A well-respected nonprofit organization, the Public Policy Institute of California, recently released the 2010 update of the annual PPIC Statewide Survey: Californians and the Environment. The results are interesting, and, if accurate, demonstrate that our state’s voters still support robust environmental protection, though there are certainly some internal tensions and even contradictions in the report’s findings. A summary of the report is here, and the full report is here.
The report found that a majority of Californians now opposes offshore oil drilling, an about-face from recent years’ surveys, and that about two-thirds of California residents support AB 32, which will be under attack at the ballot box this November, holding steady from last year.
The increase in opposition to offshore oil drilling follows a period of increased public support for drilling, likely related to concerns about energy security and the perception that drilling off the coast of California would reduce our dependence on foreign oil. It seems very likely that the BP oil spill has reversed that trend, at least for now.
The climate change survey answers seem to bode well for California’s future leadership on reducing greenhouse gases. According to the survey, Californians overwhelmingly believe that climate change will threaten our future economy and lifestyle:
Nearly three-fourths say global warming is a very serious (44%) or somewhat serious (29%) threat to California’s future economy and quality of life.
At the same time, Californians are split on whether our climate-change policies will reduce unemployment, with almost half seeing it as a boon to our economy:
Proposition 23 would suspend AB 32 until unemployment in the state is 5.5 percent or lower for four consecutive quarters. We asked Californians how the state’s actions to reduce global warming would affect employment. Forty-five percent say the result would be more jobs, 23 percent say fewer jobs, and 24 percent say the number of jobs wouldn’t be affected.
And the poll posed this general question, with Proposition 23 – the voter initiative that would suspect AB 32’s implementaton – in mind:
Should the government take action to reduce emissions right away or wait until the state economy and job situation improve? A slim majority (53%) say California should act right away, while 42 percent say the state should wait.
The results seem paradoxical. 73% of poll respondents believe climate change is at least a somewhat serious problem, and 69% of poll respondents said that the state’s actions to combat climate change will either result in more jobs or in no change in the job outlook. But a much smaller 53% of respondents believe California should act right away. This is a puzzling difference.
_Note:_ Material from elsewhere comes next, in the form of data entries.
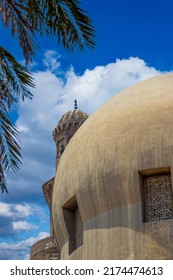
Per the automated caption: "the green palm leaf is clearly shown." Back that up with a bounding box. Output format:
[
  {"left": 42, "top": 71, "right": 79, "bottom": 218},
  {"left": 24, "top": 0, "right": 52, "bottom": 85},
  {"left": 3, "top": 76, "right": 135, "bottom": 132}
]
[{"left": 0, "top": 47, "right": 34, "bottom": 192}]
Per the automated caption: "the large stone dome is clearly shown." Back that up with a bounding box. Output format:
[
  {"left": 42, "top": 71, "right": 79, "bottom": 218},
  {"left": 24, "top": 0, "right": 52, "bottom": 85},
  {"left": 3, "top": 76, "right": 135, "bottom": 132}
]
[{"left": 53, "top": 74, "right": 173, "bottom": 259}]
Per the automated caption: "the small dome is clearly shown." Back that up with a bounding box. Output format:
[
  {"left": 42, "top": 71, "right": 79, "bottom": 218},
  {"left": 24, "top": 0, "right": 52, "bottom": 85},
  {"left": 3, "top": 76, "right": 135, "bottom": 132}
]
[
  {"left": 53, "top": 74, "right": 173, "bottom": 259},
  {"left": 57, "top": 110, "right": 88, "bottom": 130},
  {"left": 53, "top": 110, "right": 88, "bottom": 140}
]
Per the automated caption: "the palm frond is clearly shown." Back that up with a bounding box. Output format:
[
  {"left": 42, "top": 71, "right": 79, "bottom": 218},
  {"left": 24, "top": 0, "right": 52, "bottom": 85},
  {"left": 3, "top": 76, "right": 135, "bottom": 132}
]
[
  {"left": 0, "top": 46, "right": 34, "bottom": 104},
  {"left": 0, "top": 47, "right": 34, "bottom": 192},
  {"left": 0, "top": 0, "right": 95, "bottom": 63}
]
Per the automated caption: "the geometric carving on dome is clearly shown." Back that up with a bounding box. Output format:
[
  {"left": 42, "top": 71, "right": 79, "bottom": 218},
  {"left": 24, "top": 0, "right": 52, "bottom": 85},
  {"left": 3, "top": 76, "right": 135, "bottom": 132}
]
[{"left": 143, "top": 174, "right": 173, "bottom": 222}]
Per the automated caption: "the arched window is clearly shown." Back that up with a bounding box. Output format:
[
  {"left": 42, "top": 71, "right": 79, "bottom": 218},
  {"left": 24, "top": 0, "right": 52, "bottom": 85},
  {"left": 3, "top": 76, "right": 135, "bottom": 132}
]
[{"left": 62, "top": 196, "right": 83, "bottom": 254}]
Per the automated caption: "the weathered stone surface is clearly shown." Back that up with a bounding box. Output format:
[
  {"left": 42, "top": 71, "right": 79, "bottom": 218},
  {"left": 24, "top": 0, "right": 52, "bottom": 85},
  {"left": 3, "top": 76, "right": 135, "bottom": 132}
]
[
  {"left": 30, "top": 107, "right": 88, "bottom": 260},
  {"left": 30, "top": 236, "right": 60, "bottom": 260},
  {"left": 52, "top": 73, "right": 173, "bottom": 259}
]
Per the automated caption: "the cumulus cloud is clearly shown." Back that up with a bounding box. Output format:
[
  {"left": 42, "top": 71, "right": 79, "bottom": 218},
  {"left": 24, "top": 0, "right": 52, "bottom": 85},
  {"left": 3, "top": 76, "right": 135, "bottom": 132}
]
[
  {"left": 12, "top": 221, "right": 38, "bottom": 231},
  {"left": 5, "top": 54, "right": 160, "bottom": 202},
  {"left": 0, "top": 232, "right": 49, "bottom": 260},
  {"left": 43, "top": 50, "right": 61, "bottom": 73},
  {"left": 0, "top": 51, "right": 164, "bottom": 259},
  {"left": 0, "top": 202, "right": 44, "bottom": 219}
]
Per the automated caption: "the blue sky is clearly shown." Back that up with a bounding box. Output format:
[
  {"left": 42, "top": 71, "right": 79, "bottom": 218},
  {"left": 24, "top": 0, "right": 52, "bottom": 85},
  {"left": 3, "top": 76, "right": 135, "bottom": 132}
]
[{"left": 0, "top": 0, "right": 173, "bottom": 259}]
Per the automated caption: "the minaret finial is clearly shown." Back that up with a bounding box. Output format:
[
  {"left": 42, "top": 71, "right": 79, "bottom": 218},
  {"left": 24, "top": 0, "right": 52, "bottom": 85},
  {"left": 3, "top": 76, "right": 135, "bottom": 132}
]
[{"left": 74, "top": 99, "right": 77, "bottom": 110}]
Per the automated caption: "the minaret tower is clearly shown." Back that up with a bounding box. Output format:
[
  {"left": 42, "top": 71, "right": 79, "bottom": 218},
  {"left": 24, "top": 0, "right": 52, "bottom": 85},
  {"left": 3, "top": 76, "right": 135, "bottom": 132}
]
[{"left": 30, "top": 100, "right": 88, "bottom": 260}]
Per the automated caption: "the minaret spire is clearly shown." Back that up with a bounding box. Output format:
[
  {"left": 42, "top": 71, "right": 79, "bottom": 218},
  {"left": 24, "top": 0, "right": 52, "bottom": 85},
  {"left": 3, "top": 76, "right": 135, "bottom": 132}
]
[{"left": 74, "top": 99, "right": 78, "bottom": 110}]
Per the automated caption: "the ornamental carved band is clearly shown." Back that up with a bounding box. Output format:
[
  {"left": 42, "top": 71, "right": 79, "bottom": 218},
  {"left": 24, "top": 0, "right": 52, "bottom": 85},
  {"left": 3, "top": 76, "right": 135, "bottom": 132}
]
[{"left": 143, "top": 174, "right": 173, "bottom": 222}]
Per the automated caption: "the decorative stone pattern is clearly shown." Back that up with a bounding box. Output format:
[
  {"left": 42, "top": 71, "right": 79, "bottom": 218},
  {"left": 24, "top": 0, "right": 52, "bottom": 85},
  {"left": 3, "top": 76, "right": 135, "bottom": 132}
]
[
  {"left": 75, "top": 208, "right": 83, "bottom": 249},
  {"left": 143, "top": 174, "right": 173, "bottom": 222}
]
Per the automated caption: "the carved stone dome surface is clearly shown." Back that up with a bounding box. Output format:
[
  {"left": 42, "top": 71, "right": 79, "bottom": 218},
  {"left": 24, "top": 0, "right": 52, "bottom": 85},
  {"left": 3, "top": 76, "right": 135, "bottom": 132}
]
[{"left": 53, "top": 73, "right": 173, "bottom": 259}]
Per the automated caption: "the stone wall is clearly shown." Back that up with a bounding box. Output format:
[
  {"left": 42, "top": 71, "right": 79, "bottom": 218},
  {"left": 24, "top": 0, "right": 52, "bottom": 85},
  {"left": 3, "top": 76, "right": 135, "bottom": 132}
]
[{"left": 30, "top": 236, "right": 60, "bottom": 260}]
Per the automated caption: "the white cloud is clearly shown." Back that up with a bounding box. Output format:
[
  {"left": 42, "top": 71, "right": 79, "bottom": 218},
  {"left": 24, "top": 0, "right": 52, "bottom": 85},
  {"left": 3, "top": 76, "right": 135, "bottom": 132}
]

And many Californians appear to be in the dark about the nature of the policies about which they’re implicitly expressing an opinion, with 54% having never even heard of the idea of a cap-and-trade system — the centerpiece of California’s program implementing AB 32. Interestingly, the survey found that Californians are much more likely to support a carbon tax (60% favor, 33% oppose, with support up several points from last year) than a cap-and-trade system. This flies in the face of the conventional view that voters reject taxes because they are taxes.
Finally, in response to specific questions about whether the government should require emissions reductions from stationary and mobile sources, require increases in energy efficiency in our buildings, and require increased use of renewable energy, the overwhelming majority of respondents supported each of the measures. And perhaps the poll’s biggest surprise was that even a majority of Republicans supported each of these measures, in contrast to the survey’s other questions, which elicited highly partisan responses in which Republicans as a group favored inaction on climate change.
The message in all this? Hard to tell. It’s interesting that Californians of all political persuasions think it’s a good idea for the state to regulate more in specific areas in order to reduce greenhouse emissions (and increase energy security and self-sufficiency), at least when asked a direct question about it. The lack of aversion to a carbon tax is noteworthy. And most fundamentally, most Californians believe that taking action to combat climate change will be either neutral or beneficial to our economy. Perhaps our politicians and policymakers can afford to be bolder in their aspirations and policy prescriptions, and bolder as well in promoting the synergy between environmental protection and economic development. But the concerns about our economy — and Proposition 23’s clear attempt to take advantage of economic fears — may carry the day yet.